Gesund bis zum Ruhestand

In der alternden Gesellschaft nehmen auch die Belegschaften in Unternehmen durchschnittlich an Alter zu, die großen Alterskohorten der geburtenstarken Jahrgänge werden älter – die Kohorten der nachwachsenden Generation werden immer kleiner. Demographische Entwicklung und gesetzliche Regelungen verlangen, dass Menschen immer länger erwerbstätig sind. Doch für viele Menschen nehmen gleichzeitig die körperlichen und geistigen Belastungen im Beruf zu, sie leiden unter chronischen Krankheiten und Verschleißerscheinungen und können ihrer Erwerbsarbeit nicht bis zum Rentenalter nachgehen.

Längere Erwerbsbiographien erfordern auch ein lebenslanges Lernen und einen schonenden Umgang mit der Ressource Arbeitskraft. Arbeitgeber sind hier ebenso wie Arbeitnehmer in der Verantwortung, die Arbeit von Anfang an so zu gestalten, dass sie Menschen bis ins höhere Alter ausführen können, und für besonders Belastete neue Wege eines früheren Ausscheidens aus der Erwerbsarbeit zu finden. Ebenso müssen Altersbilder revidiert werden, die alternde Menschen einseitig über ihre Defizite definieren und sie dadurch vom Arbeitsmarkt verdrängen oder fern halten.

kda und “Gesundheit”

Der kda Bayern greift dieses Themenfeld bei Tagungen, Seminaren und bei Veröffentlichungen auf und macht sich stark für ein vorurteilsfreies Altersbild, das Ältere nicht diskriminiert, sondern ihre besonderen Stärken und Kenntnisse benennt und anerkennt.

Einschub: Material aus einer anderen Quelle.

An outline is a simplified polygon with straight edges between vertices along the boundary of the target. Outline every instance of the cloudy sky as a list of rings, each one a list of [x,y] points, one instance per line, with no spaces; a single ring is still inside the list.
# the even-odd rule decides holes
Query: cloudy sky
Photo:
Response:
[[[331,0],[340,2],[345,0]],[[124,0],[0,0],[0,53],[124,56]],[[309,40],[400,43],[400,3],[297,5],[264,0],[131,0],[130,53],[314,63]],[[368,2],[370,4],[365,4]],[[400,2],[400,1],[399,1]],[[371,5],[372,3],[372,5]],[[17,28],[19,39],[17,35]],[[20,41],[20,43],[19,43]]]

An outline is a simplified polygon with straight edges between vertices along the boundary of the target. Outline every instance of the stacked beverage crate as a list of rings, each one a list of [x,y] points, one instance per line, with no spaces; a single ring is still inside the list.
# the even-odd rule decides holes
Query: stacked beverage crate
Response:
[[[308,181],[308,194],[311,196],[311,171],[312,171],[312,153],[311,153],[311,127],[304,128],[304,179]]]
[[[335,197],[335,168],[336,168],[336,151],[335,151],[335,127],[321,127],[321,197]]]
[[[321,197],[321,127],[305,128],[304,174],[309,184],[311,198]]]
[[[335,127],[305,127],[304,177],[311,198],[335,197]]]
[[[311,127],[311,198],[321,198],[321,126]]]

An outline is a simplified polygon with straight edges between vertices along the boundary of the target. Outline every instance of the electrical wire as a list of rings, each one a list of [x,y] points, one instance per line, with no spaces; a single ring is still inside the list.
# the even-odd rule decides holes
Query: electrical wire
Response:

Zum Konzept eines altersgerechten Arbeitsplatzes gehört für den kda auch Gesundheitsfürsorge durch den Arbeitgeber. Hier gilt es, auf Stressprävention, Arbeitsplatzgestaltung, Arbeitszeitmodelle und Führungsverhalten zu achten – alles Einflussfaktoren und Stellschrauben, die einer humanen Arbeitswelt Vorschub leisten können. Vorbildliche Konzepte der Gesundheitsprävention aus Industrie- und Dienstleistung greift der kda Bayern auf und speist sie in den kirchlichen und gesellschaftlichen Diskurs ein. Nicht zuletzt gibt er Anregungen an Kirche und Diakonie als Arbeitgeber weiter, denn auch in Pflege- und Seelsorgeberufen gibt es die Gefahr, körperlich und seelisch auszubrennen.

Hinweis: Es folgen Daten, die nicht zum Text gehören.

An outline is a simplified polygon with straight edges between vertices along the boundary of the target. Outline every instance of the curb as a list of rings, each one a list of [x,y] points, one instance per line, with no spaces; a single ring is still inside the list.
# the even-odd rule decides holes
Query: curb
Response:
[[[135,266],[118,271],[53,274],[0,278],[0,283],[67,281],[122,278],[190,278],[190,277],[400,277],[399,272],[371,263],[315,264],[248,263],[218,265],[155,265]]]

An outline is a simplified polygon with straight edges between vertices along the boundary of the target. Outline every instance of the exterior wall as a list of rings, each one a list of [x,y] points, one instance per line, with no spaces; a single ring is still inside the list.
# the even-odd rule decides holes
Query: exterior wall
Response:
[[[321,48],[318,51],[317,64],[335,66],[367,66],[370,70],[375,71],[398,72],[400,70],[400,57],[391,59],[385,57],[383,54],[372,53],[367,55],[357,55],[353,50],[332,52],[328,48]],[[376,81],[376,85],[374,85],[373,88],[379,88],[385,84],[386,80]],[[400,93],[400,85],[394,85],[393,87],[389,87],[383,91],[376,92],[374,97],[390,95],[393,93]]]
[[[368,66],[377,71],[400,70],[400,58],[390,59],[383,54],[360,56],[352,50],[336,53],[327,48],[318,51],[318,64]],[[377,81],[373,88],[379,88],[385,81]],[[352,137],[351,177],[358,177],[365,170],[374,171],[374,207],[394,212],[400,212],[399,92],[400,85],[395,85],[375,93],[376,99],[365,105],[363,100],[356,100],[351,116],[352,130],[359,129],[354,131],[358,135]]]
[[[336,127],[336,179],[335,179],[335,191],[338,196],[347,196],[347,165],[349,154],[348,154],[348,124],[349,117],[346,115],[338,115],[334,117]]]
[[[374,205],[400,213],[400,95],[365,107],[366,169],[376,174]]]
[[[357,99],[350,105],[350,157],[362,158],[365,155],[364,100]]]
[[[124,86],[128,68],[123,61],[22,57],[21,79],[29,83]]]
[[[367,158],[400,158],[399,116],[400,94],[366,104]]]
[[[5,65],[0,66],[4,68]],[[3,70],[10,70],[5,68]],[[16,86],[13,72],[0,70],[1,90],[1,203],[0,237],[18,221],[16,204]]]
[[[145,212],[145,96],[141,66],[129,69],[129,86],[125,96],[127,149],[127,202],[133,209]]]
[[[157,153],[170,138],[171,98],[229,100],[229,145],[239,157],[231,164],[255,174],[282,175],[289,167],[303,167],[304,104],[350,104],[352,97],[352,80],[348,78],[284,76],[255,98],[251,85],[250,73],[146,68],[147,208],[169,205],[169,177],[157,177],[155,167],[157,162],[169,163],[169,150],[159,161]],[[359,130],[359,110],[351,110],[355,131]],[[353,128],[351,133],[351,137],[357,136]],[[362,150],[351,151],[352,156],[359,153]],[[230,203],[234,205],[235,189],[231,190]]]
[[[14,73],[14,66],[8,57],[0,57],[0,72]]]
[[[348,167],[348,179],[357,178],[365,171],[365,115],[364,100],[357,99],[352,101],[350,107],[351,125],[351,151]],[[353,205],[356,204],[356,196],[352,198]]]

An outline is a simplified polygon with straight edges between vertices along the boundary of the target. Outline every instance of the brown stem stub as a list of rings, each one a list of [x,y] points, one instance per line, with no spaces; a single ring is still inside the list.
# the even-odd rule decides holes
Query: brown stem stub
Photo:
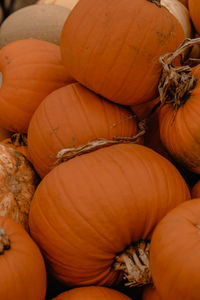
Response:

Stationen der Berufsbiographie begleitet der kda und hier insbesondere den Übergang in die Rente mit dem Seminarangebot „Ruhestand im Blick“, dass es älteren ArbeitnehmerInnen ermöglicht, ihre Situation zu reflektieren und einen guten Ausklang ihres Berufslebens und Einstieg in evtl. ehrenamtliche Tätigkeiten im Alter zu finden.

Sozialethische Aspekte

Die Würde von alten und kranken Menschen zu wahren, ist ein durchgehender Grundzug einer christlichen Ethik, denn: „Graue Haare sind eine Krone der Ehre.“ (Sprüche 16, 31)
In der Bibel ist das Alter grundsätzlich positiv gesehen. Das rührt vermutlich daher, dass es nicht selbstverständlich war, ein höheres Alter zu erreichen, denn die Sterblichkeit im Kinder- und Jugendalter war umweltbedingt hoch. Ein langes Leben wird daher als gnädiges Geschenk und gute Gabe Gottes angesehen. (vgl. 5. Mose 4, 40; 6, 2 u.a.) Für die von den Propheten verkündete Heilszeit unter einem neuen Himmel und einer neuen Erde wird Älterwerden als Segen für alle verkündet (vgl. Jesaja 65, 20), wie auch der Psalmbeter sagt: „Und wenn sie auch alt werden, werden sie dennoch blühen, fruchtbar und frisch sein.“ (Psalm 92, 15)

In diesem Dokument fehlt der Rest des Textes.